Rwanda-backed rebel militia has seized swathes of the eastern DRC, displacing thousands and triggering a humanitarian crisis. There had been high hopes that the summit hosted by Angola’s President Joao Lourenco the African Union mediator to end the conflict would end with a deal to end the conflict.
But around midday Sunday the head of the Angolan presidency’s media office said it would not go ahead.
Contrary to what we expected, the summit will no longer be held today, media officer Mario Jorge told journalists.
Lourenco was meeting with DRC leader Felix Tshisekedi and without Rwandan President Paul Kagame, he said.
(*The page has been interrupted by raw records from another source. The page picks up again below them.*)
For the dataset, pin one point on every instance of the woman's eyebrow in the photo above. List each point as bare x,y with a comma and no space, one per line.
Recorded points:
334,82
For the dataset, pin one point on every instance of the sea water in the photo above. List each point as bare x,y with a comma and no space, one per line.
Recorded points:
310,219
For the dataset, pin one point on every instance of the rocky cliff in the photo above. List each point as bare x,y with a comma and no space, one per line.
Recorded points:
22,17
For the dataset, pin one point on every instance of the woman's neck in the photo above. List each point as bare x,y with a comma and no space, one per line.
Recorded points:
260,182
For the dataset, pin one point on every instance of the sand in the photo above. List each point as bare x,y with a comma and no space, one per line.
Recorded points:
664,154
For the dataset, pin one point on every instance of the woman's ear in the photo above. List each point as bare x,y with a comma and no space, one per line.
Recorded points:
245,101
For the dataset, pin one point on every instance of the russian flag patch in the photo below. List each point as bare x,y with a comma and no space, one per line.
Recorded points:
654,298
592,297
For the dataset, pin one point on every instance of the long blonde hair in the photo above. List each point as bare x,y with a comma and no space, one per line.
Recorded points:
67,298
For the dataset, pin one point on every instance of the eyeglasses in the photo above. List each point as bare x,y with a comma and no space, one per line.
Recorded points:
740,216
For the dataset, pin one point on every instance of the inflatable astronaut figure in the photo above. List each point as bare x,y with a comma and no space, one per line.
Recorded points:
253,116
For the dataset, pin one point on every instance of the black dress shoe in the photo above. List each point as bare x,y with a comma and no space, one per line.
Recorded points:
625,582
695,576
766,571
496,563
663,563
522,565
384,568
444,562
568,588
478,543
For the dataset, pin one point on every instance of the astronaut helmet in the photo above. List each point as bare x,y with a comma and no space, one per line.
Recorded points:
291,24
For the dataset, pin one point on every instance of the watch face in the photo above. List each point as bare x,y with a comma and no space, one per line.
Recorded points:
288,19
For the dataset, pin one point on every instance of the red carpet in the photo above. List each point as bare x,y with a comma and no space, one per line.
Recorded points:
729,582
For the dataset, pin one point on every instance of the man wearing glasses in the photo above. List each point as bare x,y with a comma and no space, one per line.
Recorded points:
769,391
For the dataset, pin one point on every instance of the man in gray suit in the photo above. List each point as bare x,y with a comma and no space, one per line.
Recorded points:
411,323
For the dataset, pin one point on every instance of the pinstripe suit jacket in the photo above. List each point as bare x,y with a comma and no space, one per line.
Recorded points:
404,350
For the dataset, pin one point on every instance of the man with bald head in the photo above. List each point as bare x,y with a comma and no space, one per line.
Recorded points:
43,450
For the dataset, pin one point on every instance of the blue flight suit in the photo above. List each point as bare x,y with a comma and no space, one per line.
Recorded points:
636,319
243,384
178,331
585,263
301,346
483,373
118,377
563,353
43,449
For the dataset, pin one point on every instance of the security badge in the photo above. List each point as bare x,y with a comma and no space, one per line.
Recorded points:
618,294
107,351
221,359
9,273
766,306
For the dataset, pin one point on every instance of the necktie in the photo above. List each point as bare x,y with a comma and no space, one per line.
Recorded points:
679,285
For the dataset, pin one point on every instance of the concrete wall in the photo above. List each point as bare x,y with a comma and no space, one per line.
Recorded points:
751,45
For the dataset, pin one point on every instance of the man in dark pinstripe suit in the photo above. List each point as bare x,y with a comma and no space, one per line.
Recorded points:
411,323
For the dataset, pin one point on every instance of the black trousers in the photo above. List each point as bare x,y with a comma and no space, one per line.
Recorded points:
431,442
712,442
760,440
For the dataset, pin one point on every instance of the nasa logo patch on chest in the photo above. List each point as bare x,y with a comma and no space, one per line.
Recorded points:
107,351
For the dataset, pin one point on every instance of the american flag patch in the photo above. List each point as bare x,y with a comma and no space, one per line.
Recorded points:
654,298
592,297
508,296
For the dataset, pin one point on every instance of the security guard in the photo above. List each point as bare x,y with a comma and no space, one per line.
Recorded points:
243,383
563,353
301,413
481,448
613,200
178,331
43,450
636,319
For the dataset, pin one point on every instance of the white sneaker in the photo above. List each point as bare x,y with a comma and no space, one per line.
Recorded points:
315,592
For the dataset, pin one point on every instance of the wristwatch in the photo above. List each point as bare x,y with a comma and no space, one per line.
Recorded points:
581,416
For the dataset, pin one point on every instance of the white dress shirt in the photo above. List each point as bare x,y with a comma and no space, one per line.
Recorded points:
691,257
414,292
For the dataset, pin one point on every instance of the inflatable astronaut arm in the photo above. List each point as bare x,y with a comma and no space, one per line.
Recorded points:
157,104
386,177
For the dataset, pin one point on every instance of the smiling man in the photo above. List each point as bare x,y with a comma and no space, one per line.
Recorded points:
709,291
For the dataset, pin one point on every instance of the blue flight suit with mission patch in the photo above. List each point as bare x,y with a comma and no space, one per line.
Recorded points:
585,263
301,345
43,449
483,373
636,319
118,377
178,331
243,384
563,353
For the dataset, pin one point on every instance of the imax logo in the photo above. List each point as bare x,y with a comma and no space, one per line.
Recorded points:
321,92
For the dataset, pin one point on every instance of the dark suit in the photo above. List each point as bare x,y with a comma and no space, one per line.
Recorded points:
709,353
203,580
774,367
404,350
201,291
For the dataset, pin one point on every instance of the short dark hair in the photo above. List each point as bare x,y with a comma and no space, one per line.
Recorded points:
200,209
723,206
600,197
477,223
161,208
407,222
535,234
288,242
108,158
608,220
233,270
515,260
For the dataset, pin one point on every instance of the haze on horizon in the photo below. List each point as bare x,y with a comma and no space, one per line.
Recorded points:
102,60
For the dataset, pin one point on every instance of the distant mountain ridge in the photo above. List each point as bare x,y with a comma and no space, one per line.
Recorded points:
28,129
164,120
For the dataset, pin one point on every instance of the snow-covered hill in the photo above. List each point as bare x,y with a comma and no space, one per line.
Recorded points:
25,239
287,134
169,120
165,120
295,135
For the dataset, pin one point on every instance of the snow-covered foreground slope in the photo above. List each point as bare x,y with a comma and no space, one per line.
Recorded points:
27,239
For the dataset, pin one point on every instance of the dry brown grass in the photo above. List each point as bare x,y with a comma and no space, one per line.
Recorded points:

The Congolese presidency said that negotiations had hit deadlock over a Rwandan demand that the DRC hold direct dialogue with the Kigali-backed and largely ethnic Tutsi M23 rebels who have since 2021 seized swathes of the eastern DRC.
There is a stalemate because the Rwandans have set as a precondition for the signing of an agreement that the DRC hold a direct dialogue with the M23,” Giscard Kusema, the Congolese presidency spokesman present in Luanda, told AFP. Rwandan Foreign Minister Olivier Nduhungirehe said Friday that his country wanted “a firm commitment from the DRC to resume direct talks with the M23 within a well-defined framework and timeframe.
The Congolese government says, however, that the M23 only exists because of Rwandan military support.
If Kigali is in good faith in the negotiations and on its promise to withdraw … its troops from Congolese soil, the conflict will end with the M23, and at the same time it will stop with Rwanda,” a Congolese government source said.
kagame and Tshisekedi last saw each other in October in Paris but did not speak, though they have maintained dialogue through the mediation of Luanda. In early August, Angola mediated a fragile truce that stabilized the situation at the front line, but both sides continued to exchange fire and clashes have intensified since late October.